Baca berita tanpa iklan. Gabung Kompas.com+

Kisah Sutana dari Delanggu: Rentetan Cobaan Tak Surutkan Semangat Pemberdayaan Desa

Kompas.com - 13/10/2020, 20:52 WIB
Labib Zamani,
Palupi Annisa Auliani

Tim Redaksi

 

KLATEN, KOMPAS.com - Gagal meraih gelar doktor bidang pendidikan, tidak menyurutkan semangat Thomas Sutana (53), warga Gatak, Delanggu, Klaten, Jawa Tengah mewujudkan cita-cita. Cobaan bertubi-tubi tak meruntuhkannya niatnya menyejahterakan masyarakat.

Memutuskan pensiun dini dari profesi guru untuk mendampingi istri yang sakit, kehilangan istri tercinta karena penyakitnya, hingga tak kesampaian menuntaskan sekolah doktoral, tak membuat lelaki ini patah arang. Justru, pemberdayaan jadi jalan hidupnya kini.

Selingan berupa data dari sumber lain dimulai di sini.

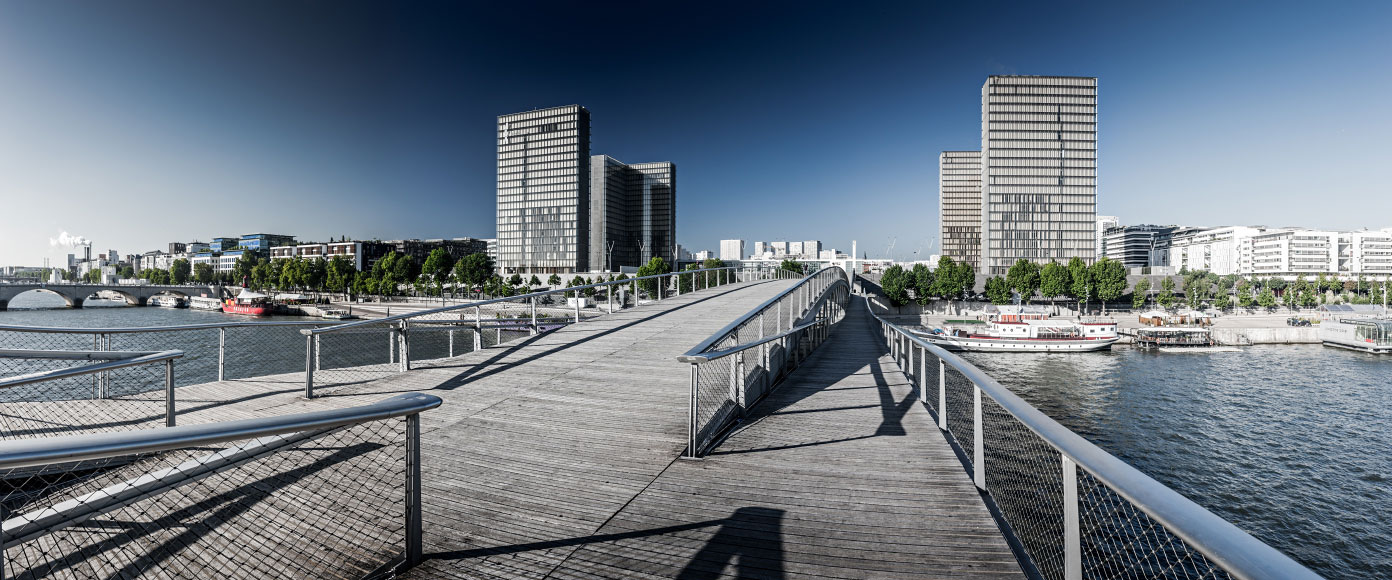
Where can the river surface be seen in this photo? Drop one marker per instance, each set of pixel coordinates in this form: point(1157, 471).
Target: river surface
point(1291, 442)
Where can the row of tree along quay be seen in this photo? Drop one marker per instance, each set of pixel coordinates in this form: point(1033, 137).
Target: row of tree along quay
point(397, 274)
point(1107, 283)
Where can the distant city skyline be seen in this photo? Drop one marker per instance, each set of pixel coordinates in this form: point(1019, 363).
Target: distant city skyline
point(139, 123)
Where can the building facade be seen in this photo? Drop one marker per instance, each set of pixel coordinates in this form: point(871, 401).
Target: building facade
point(959, 206)
point(1039, 170)
point(731, 249)
point(544, 191)
point(632, 213)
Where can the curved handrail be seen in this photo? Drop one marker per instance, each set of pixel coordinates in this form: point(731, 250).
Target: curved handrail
point(99, 445)
point(169, 328)
point(494, 301)
point(1217, 538)
point(77, 372)
point(720, 334)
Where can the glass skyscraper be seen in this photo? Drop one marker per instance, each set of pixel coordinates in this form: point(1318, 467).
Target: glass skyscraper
point(544, 191)
point(959, 206)
point(632, 213)
point(1039, 170)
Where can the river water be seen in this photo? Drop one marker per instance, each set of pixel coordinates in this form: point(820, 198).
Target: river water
point(1291, 442)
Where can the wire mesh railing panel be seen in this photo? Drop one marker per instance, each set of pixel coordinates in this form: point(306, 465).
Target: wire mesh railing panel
point(330, 506)
point(961, 411)
point(1025, 476)
point(252, 352)
point(1121, 541)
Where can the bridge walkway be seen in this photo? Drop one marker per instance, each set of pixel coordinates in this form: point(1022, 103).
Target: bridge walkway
point(841, 473)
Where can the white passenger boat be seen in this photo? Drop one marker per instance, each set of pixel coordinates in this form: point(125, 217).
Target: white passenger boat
point(1026, 330)
point(1357, 334)
point(205, 303)
point(167, 302)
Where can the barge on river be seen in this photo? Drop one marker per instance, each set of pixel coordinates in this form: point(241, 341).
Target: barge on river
point(1357, 334)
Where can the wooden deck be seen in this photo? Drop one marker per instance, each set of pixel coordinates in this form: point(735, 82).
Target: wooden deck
point(557, 456)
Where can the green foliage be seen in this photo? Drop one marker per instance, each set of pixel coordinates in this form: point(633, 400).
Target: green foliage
point(895, 284)
point(997, 290)
point(653, 267)
point(1023, 277)
point(922, 281)
point(1139, 292)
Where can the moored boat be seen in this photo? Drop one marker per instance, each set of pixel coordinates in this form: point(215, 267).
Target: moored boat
point(167, 302)
point(249, 303)
point(205, 303)
point(1014, 333)
point(1357, 334)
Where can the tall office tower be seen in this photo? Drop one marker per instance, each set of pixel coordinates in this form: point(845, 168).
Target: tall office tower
point(731, 249)
point(544, 191)
point(1039, 170)
point(959, 206)
point(632, 213)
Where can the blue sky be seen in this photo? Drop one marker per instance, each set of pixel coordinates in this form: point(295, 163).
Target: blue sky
point(139, 123)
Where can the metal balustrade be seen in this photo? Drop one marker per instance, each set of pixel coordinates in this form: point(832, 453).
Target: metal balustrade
point(368, 349)
point(53, 391)
point(741, 363)
point(1076, 511)
point(322, 494)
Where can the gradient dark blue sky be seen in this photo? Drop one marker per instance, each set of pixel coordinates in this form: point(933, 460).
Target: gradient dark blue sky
point(138, 123)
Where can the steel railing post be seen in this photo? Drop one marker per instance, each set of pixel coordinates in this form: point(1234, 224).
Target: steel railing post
point(309, 366)
point(222, 353)
point(1072, 530)
point(414, 550)
point(405, 348)
point(943, 395)
point(169, 392)
point(691, 431)
point(977, 440)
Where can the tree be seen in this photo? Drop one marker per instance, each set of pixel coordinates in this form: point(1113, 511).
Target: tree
point(922, 283)
point(1108, 280)
point(178, 271)
point(895, 285)
point(653, 267)
point(1054, 281)
point(1167, 292)
point(997, 290)
point(1023, 277)
point(1139, 292)
point(203, 273)
point(1079, 280)
point(475, 269)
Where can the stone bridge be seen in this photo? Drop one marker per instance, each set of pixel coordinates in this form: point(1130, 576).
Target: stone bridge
point(77, 294)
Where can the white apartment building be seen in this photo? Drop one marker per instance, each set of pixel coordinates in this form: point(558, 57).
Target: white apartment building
point(731, 249)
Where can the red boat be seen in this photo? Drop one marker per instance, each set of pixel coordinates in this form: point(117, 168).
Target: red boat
point(248, 302)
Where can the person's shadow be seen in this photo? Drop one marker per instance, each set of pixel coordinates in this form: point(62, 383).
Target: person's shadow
point(750, 538)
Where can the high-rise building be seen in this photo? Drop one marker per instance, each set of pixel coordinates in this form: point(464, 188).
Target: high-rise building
point(632, 213)
point(1104, 223)
point(959, 206)
point(731, 249)
point(544, 191)
point(1039, 170)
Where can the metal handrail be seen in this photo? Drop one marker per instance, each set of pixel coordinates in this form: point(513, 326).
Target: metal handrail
point(494, 301)
point(720, 334)
point(166, 356)
point(99, 445)
point(1217, 538)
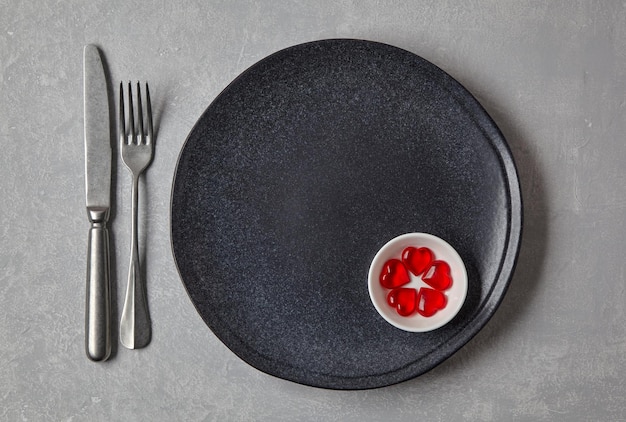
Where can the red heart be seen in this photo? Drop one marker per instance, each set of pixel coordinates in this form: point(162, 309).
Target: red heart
point(429, 301)
point(394, 274)
point(417, 260)
point(438, 275)
point(403, 299)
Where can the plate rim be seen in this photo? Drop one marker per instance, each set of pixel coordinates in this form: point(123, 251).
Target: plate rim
point(480, 316)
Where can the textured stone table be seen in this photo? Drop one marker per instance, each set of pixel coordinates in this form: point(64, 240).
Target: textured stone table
point(553, 77)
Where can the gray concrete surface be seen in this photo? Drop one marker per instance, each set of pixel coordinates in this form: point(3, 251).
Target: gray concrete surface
point(552, 75)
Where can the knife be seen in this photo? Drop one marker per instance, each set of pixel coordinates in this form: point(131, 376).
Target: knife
point(98, 190)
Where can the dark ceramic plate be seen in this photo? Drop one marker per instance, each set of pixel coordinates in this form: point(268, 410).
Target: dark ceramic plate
point(295, 176)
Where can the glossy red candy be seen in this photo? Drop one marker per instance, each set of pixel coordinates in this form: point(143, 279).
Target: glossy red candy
point(417, 260)
point(429, 301)
point(394, 274)
point(403, 299)
point(438, 275)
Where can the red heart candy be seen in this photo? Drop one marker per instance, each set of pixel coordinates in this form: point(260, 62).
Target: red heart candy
point(438, 275)
point(394, 274)
point(417, 260)
point(429, 301)
point(403, 299)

Sesudah pensiun dini, sembari mendampingi sang istri, Sutana memilih mengambil sekolah doktoral pendidikan di Universitas Negeri Jakarta. Namun, semesta berkehendak lain. Istri tercinta meninggal.

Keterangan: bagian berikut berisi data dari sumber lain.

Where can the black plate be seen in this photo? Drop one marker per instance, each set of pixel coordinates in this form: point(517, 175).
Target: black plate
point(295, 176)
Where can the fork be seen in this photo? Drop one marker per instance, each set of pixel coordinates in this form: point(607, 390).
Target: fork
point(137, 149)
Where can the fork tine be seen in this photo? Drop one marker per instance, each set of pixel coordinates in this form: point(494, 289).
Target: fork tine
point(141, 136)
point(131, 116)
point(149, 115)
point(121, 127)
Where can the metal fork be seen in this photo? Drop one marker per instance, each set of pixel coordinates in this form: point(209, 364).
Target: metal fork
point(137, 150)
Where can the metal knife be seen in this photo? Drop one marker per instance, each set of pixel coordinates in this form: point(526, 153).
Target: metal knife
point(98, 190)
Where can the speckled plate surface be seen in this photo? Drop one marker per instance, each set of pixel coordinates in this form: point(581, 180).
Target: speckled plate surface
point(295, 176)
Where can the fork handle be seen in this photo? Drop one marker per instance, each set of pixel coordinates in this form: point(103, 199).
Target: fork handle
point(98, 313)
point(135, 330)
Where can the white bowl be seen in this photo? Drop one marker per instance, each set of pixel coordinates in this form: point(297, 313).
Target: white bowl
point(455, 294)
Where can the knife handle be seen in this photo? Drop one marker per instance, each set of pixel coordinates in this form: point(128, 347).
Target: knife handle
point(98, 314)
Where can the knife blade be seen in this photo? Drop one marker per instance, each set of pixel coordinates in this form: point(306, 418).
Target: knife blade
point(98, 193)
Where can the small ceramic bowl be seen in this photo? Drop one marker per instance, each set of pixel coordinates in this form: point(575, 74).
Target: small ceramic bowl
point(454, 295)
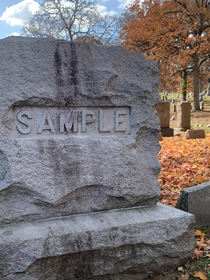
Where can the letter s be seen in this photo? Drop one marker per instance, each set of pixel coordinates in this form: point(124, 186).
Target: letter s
point(23, 117)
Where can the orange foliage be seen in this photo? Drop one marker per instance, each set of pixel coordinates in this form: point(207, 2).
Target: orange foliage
point(184, 163)
point(174, 33)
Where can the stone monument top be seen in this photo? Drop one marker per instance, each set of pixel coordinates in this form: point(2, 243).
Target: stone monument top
point(78, 129)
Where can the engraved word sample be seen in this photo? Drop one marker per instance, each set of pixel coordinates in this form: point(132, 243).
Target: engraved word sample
point(46, 121)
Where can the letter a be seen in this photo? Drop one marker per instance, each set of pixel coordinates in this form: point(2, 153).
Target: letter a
point(46, 123)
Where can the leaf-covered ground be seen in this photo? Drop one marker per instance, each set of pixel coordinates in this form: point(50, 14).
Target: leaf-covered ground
point(184, 163)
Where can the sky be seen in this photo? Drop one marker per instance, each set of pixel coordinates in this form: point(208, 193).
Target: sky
point(15, 13)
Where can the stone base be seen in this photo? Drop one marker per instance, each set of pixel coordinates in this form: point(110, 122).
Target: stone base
point(167, 131)
point(127, 244)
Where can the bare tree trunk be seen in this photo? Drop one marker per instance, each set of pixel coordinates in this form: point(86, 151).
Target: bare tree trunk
point(196, 84)
point(183, 85)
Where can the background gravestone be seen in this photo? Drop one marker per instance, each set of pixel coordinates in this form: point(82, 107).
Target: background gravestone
point(163, 109)
point(78, 135)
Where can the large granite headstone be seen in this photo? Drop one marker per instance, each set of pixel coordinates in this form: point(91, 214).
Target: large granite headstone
point(78, 135)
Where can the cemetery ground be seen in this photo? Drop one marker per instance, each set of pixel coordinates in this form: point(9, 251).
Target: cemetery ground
point(186, 163)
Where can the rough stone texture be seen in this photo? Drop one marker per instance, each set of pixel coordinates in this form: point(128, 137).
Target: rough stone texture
point(183, 115)
point(122, 244)
point(167, 131)
point(163, 109)
point(51, 171)
point(195, 133)
point(196, 200)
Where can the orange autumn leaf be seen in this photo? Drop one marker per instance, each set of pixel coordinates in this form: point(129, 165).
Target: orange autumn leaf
point(200, 234)
point(182, 168)
point(184, 277)
point(200, 275)
point(199, 178)
point(198, 253)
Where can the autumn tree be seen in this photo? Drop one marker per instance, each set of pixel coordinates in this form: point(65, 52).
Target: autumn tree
point(175, 33)
point(73, 19)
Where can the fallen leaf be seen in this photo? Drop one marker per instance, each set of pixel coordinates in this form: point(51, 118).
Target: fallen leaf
point(200, 233)
point(198, 253)
point(200, 275)
point(180, 268)
point(184, 277)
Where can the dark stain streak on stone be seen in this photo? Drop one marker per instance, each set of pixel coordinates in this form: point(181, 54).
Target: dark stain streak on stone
point(73, 66)
point(57, 63)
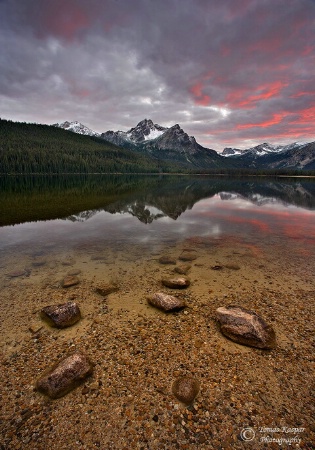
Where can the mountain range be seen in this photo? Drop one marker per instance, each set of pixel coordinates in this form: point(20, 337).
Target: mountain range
point(173, 144)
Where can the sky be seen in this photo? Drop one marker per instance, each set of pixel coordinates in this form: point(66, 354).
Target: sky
point(232, 73)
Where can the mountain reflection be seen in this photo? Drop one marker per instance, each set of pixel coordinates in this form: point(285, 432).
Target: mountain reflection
point(148, 198)
point(166, 202)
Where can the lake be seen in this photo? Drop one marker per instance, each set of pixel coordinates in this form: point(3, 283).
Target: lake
point(252, 241)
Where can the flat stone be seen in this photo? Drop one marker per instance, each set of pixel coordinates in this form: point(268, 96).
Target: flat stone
point(38, 262)
point(17, 273)
point(232, 266)
point(64, 376)
point(61, 316)
point(187, 255)
point(176, 282)
point(68, 262)
point(182, 269)
point(245, 327)
point(167, 260)
point(186, 389)
point(106, 288)
point(70, 280)
point(166, 302)
point(74, 272)
point(98, 258)
point(217, 267)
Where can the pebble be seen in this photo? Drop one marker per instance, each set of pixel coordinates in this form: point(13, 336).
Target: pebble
point(61, 316)
point(69, 281)
point(186, 389)
point(166, 302)
point(245, 327)
point(65, 375)
point(176, 282)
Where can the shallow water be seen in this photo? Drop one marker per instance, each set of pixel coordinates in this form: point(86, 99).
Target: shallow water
point(247, 235)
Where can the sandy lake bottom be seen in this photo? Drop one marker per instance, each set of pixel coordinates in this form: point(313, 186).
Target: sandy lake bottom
point(138, 351)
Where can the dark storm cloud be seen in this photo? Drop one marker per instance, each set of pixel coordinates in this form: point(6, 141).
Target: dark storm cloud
point(231, 73)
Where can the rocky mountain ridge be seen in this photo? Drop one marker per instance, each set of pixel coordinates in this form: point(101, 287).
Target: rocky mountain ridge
point(173, 144)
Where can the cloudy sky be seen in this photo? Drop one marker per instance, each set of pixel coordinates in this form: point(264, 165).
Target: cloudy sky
point(230, 72)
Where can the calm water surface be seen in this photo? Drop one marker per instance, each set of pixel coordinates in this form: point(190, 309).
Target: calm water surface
point(155, 213)
point(250, 238)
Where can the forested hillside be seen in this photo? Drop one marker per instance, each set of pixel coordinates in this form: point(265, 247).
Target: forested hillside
point(30, 148)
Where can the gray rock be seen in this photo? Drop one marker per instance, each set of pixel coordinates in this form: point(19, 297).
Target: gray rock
point(182, 269)
point(188, 255)
point(106, 288)
point(245, 327)
point(166, 302)
point(17, 273)
point(70, 280)
point(74, 272)
point(176, 282)
point(186, 389)
point(167, 260)
point(38, 262)
point(65, 375)
point(61, 316)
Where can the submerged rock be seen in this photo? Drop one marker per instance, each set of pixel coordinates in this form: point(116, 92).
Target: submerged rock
point(17, 273)
point(176, 282)
point(70, 280)
point(186, 389)
point(183, 269)
point(106, 288)
point(217, 267)
point(61, 316)
point(74, 272)
point(65, 375)
point(245, 327)
point(167, 260)
point(166, 302)
point(38, 262)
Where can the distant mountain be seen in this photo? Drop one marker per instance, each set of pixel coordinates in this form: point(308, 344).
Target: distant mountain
point(169, 144)
point(267, 156)
point(174, 146)
point(77, 127)
point(36, 149)
point(259, 150)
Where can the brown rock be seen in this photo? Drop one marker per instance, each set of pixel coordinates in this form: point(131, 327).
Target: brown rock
point(70, 280)
point(186, 389)
point(38, 262)
point(217, 267)
point(188, 255)
point(106, 288)
point(61, 316)
point(167, 260)
point(176, 282)
point(245, 327)
point(166, 302)
point(73, 272)
point(65, 375)
point(232, 266)
point(17, 273)
point(183, 269)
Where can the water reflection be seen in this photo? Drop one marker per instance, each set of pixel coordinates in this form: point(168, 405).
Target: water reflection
point(147, 198)
point(153, 211)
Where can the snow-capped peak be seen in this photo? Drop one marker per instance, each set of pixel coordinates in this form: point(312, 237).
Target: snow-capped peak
point(146, 130)
point(77, 127)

"(Waktu itu) disertasi sudah saya ajukan dan disetujui," kata Sutana saat dijumpai Kompas.com, Kamis (17/9/2020).

Sutana yang mempertimbangkan tak bisa meninggalkan anaknya seorang diri selama dia mengerjakan disertasi, memilih pulang kampung. Rencananya, obyek penelitian dia ubah dari semula di area Ibu Kota ke kawasan Solo dan sekitarnya.

Ternyata, rencana juga tak semudah itu dijalankan. Penelitian dan bimbingan disertasi tetap mengharuskannya meninggalkan buah hatinya yang masih balita. Dia pun merelakan gelarnya tak tergapai.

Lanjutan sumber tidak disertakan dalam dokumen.